Insurers Win Breathing Room as Bombay HC Questions Revenue’s Authority to Tax Pre-Amendment SEZ Supplies

The jurisdictional limits of retrospective taxation in the GST regime have come under sharp judicial scrutiny, with the Bombay High Court granting a blanket stay on tax demands raised against several of India’s largest general insurers over insurance policies sold to Special Economic Zone units between 2017-18 and 30 September 2023. The Division Bench of Justice G.S. Kulkarni and Justice Farhan P. Dubash, hearing a batch of writ petitions led by ICICI Lombard General Insurance Co. Ltd. (W.P. No. 7806/2025 & Batch), found prima facie merit in the insurers’ central contention — that the designated officer simply had no jurisdiction to reach back in time and impose GST on transactions that the law had, at the relevant time, classified as zero-rated.

The dispute traces its origin to a legislative amendment that took effect on 1 October 2023. Prior to that date, Section 16 of the IGST Act treated all supplies made to SEZ units as zero-rated without qualification. The Finance Act, through Notification No. 27/2023-Central Tax dated 31 July 2023, introduced the limiting phrase “for authorised operations” into Section 16, effective from 1 October 2023 onwards. The Revenue’s position, as articulated through the impugned show cause notices and assessment orders, was that this amendment was merely clarificatory in nature — a legislative exposition of what the law had always meant — and that insurance policies purchased by SEZ units for the benefit of their employees had never truly qualified as supplies for authorised operations. On this reasoning, the department sought to recover GST for the entire period stretching back to the inception of the GST regime in 2017-18.

The insurers — a consortium that included ICICI Lombard, HDFC Ergo, Bajaj Allianz, IFFCO Tokio, SBI General Insurance, and others — mounted a frontal challenge to this characterisation. Their argument, advanced by Senior Advocates Vikram Nankani (instructed by Pythogoras Legal, with Advocates Prithwiraj Choudhari and Aansh Desai) and Rohan P. Shah (with Harish Bindumadhavan, Mahir Chablani, Prathamesh Gargate, and Dimpal Jangaid), alongside Advocate Sriram Sridharan (with Shanmuga Dev and Aditi Jain), was straightforward: until the amendment came into force, the statute drew no distinction between types of supplies to SEZ units, and the entire category enjoyed zero-rated status as a matter of law, not administrative concession. To reclassify those supplies retrospectively, the insurers contended, would amount to imposing a tax liability that did not exist at the time the transactions occurred — a fundamental jurisdictional impossibility.

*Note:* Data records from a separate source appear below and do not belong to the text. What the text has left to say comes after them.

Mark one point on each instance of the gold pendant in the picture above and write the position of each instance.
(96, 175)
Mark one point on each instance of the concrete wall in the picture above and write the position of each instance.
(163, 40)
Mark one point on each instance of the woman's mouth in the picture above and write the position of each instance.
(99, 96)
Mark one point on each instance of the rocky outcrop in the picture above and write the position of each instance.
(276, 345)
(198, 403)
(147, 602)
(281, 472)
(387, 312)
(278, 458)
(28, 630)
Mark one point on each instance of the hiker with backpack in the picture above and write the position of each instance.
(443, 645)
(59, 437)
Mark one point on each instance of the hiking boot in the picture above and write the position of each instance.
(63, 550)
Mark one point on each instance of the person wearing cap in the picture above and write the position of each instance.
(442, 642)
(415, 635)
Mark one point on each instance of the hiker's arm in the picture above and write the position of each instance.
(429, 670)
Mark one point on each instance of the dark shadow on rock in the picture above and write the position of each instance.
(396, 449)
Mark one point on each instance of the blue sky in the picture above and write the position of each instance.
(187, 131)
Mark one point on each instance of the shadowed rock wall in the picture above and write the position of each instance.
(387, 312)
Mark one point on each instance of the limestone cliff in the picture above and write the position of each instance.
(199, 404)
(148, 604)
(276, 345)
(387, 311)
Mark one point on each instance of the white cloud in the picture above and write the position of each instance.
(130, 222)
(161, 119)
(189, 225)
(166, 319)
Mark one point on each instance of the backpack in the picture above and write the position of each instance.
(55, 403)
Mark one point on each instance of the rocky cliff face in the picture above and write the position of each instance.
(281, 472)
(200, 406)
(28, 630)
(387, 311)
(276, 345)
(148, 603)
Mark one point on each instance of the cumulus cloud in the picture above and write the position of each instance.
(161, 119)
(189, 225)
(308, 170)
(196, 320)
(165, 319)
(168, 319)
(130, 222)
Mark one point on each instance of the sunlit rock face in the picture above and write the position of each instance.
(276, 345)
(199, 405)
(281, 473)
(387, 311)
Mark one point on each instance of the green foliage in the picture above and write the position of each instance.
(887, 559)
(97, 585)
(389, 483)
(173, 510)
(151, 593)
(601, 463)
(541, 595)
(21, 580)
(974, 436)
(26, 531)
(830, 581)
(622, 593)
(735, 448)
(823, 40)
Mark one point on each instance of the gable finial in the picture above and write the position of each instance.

The Bench found considerable force in this submission. In its prima facie assessment, the Court observed that the designated officer would lack jurisdiction to retrospectively levy tax on the supply in question, namely the sale of insurance policies to SEZ units, for the period preceding the amendment. Having determined that the petitions raised arguable issues warranting full adjudication, the Court directed that all impugned orders arising from the challenged show cause notices shall remain stayed pending the hearing and final disposal of the petitions. The Revenue, represented by Advocates Yogendraprasad Ramdin Mishra, Siddharth Chandrashekhar, Ram Ochani, Jitendra B. Mishra, Karan Adik, and their respective teams, was directed to file reply affidavits within four weeks, with liberty to all parties to move for final hearing thereafter.

The interim order carries significance well beyond the immediate tax demands at stake. At its core, the case tests a principle that sits at the intersection of fiscal law and constitutional governance — whether Parliament’s power to amend a taxing statute carries within it the power to recharacterise past transactions through the device of calling an amendment “clarificatory.” The Revenue’s attempt to treat the October 2023 amendment as declaratory rather than substantive, if sustained, would have permitted the department to effectively nullify the zero-rated treatment that SEZ units and their suppliers had legitimately relied upon for over six years. The Bombay High Court’s willingness to intervene at the interim stage signals a judicial reluctance to endorse that approach, and the final outcome of these petitions could establish an important marker on the boundaries of retrospective fiscal action under the GST architecture — particularly for industries such as insurance, banking, and professional services that supply to SEZ units in ways that do not always map neatly onto the “authorised operations” framework the 2023 amendment introduced.